I read a post today at US Catholic - Boycotting the Mass. Here's a bit of the post ....
Jennifer Sleeman from Clonakilty in Cork said she wants 'to let the Vatican and the Irish church know that women are tired of being treated as second-class citizens.' She has called on the Catholic women of Ireland to 'join your sisters on Sunday, September 26th. On that one day boycott Mass. Stay at home and pray for change. We are the majority. We may have been protesting individually but unremarked on, but together we have strength and our absence, the empty pews, will be noticed.'
Some women in the U.S. are taking notice of this protest as well .... is it worth it to willfully take a week off? But even if you do, will enough women boycott that you'd actually be able to see a difference in the pews? Would it make any difference?
Is protesting something you consider unjust worth the effort if you believe it won't actually bring about change? I think it is.

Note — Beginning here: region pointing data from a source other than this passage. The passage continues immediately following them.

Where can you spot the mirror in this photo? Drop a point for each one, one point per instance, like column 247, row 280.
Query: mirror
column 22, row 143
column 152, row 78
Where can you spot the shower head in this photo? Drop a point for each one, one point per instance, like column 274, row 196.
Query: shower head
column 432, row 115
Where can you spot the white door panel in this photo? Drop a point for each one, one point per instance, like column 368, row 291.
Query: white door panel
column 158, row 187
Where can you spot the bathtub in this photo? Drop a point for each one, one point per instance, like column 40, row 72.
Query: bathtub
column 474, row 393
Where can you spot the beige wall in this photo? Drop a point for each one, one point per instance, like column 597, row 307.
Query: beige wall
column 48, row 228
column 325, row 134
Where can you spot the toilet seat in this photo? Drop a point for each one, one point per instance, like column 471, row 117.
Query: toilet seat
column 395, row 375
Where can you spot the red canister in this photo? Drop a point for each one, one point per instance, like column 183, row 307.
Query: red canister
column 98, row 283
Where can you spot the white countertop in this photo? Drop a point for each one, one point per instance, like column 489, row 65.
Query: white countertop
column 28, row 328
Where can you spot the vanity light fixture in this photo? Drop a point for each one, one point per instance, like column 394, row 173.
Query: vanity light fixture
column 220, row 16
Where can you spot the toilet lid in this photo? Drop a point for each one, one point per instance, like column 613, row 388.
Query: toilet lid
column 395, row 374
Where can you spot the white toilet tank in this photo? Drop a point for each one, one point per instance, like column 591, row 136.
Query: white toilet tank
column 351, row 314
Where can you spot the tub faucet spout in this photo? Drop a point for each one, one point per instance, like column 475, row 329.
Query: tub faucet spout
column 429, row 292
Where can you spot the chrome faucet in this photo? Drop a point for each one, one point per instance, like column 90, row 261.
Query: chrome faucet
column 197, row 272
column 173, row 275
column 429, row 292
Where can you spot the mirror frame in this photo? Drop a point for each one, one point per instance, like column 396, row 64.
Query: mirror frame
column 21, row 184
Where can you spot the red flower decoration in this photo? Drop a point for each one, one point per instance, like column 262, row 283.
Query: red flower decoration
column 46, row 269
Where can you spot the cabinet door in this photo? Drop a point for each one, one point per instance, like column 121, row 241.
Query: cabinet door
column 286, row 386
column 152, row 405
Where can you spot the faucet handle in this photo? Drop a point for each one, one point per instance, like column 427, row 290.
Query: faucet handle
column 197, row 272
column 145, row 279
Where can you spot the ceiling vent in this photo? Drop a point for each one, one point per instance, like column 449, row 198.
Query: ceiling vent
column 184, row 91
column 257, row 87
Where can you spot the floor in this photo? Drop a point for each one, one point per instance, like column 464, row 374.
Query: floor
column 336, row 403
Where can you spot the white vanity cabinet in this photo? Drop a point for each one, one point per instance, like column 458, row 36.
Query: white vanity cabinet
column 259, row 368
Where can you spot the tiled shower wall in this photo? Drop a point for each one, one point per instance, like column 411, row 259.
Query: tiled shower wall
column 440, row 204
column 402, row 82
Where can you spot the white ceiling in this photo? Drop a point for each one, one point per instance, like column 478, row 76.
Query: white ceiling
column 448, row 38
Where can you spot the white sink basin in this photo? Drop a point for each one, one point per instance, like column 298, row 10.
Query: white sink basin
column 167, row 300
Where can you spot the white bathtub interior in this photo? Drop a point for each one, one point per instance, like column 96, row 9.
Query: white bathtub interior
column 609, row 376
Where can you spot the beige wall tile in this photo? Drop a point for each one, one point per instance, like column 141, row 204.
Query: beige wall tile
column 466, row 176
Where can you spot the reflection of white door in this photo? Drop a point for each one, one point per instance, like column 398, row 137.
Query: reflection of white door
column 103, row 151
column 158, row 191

For some reason this reminds me of living with my mother just before she died. She and I had terrible arguments and there was no way for me to win one of them because she had all the power in the relationship - it was her home and she could make me leave if she wanted to, but even more, she didn't care about damaging the quality of our relationship. That didn't stop me from arguing with her of course :) but what it did do was it eroded any trust, respect, and maybe even love I'd had for her. It's been eight years since she died and I'm still so upset at her that it's almost impossible to remember anything good we ever had between us.
In the relationship between the church hierarchy and we women the hierarchy has all the power. Yes, women who wish that we were treated equally can complain, as long as it's not too loudly, and we can walk away, saying we have anywhere else to go, but we can't really do the one thing we might want to - we can't get the hierarchy to trust us and respect us and love us enough to be willing to consider change.
Oh, for those who will say the women's ordination thing isn't about trust and respect and love, but about Jesus only wanting men to be priests, read Did Jesus Exclude Women from Priesthood? by Sandra M. Schneiders.